Bernard J. Henry est Officier des Relations Extérieures de l’Association of World Citizens.

«Pour toi Arménie» le monde doit faire cesser le blocus du Haut-Karabakh

In Being a World Citizen, Conflict Resolution, Current Events, Europe, Fighting Racism, Human Rights, Humanitarian Law, International Justice, NGOs, Spirituality, The former Soviet Union, The Search for Peace, United Nations, World Law on September 14, 2023 at 7:16 AM

Par Bernard J. Henry

«Même si tu maudis ton sort,

Dans tes yeux, je veux voir,

Arménie, une lueur d’espoir,

Une flamme, une envie

De prendre ton destin entre tes mains,

A bras le corps …»

Ces paroles écrites par Charles Aznavour, né Sharnough Aznavourian, font partie de Pour toi Arménie, la chanson dont il était l’auteur avec son beau-frère et complice musical de toujours Georges Garvarentz en 1988. Cet hommage amoureux à la terre de ses racines familiales, le plus célèbre des artistes franco-arméniens ne l’avait pas écrit seulement par un élan du cœur.
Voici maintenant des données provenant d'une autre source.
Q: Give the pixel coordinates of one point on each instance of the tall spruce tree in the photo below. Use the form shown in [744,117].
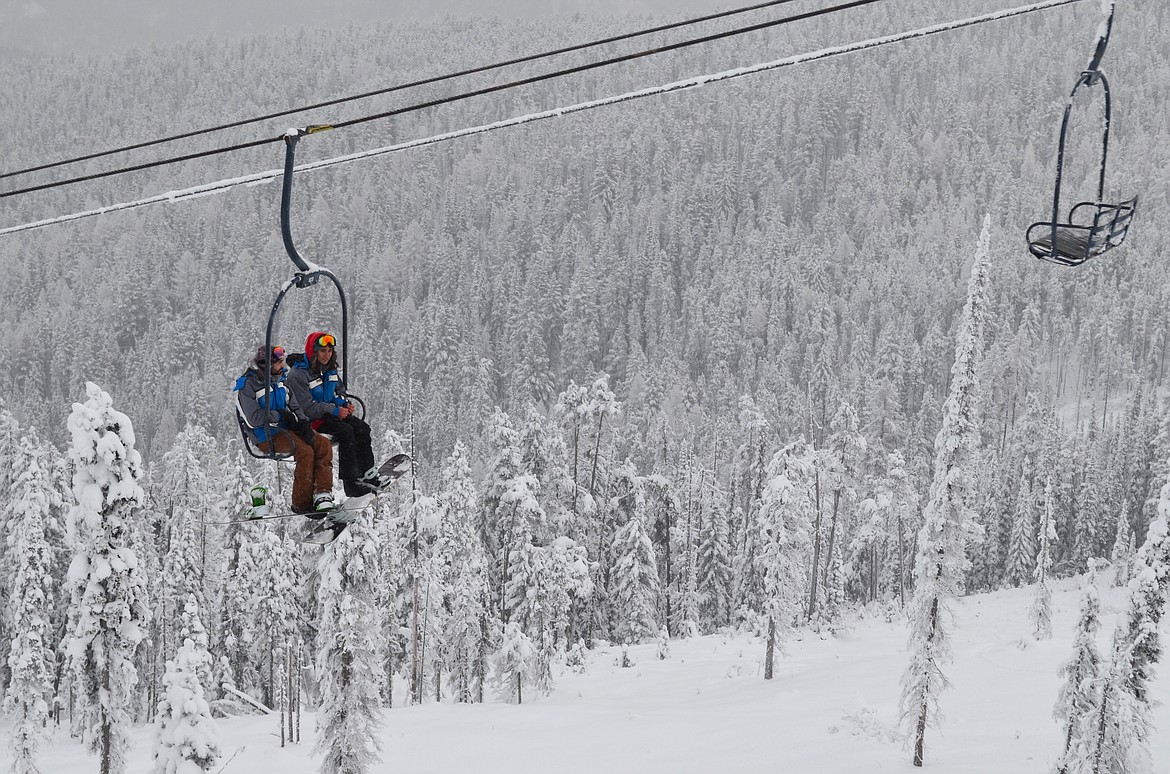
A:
[1041,602]
[109,606]
[1080,671]
[349,654]
[186,737]
[31,657]
[784,525]
[941,562]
Cette chanson était une urgence – l’urgence d’aider son Arménie frappée par un tremblement de terre meurtrier et dont la population déjà démunie s’était trouvée abandonnée à son sort.

Le 7 décembre 1988, la ville de Spitak, au nord de ce qui était alors la République socialiste soviétique d’Arménie au sein de l’URSS vivant la perestroïka de Mikhaïl Gorbatchev, à 11H41 très précises, un séisme de 6,9 sur l’échelle de Richter dévaste la ville. Dans cette Union soviétique qui avoue désormais ses faiblesses, les services de secours ne parviennent à sauver que quatre-vingts personnes des ruines des immeubles effondrés, tandis que vingt-cinq à trente mille personnes trouvent la mort, plus de quinze mille en sortent blessées et cinq cent trente mille n’ont désormais plus nulle part où vivre. Moscou et son affidée d’alors Erevan dépassées par l’ampleur du drame, la diaspora arménienne prend le relais et l’aide à la terre d’origine meurtrie s’organise – en dehors de l’Arménie.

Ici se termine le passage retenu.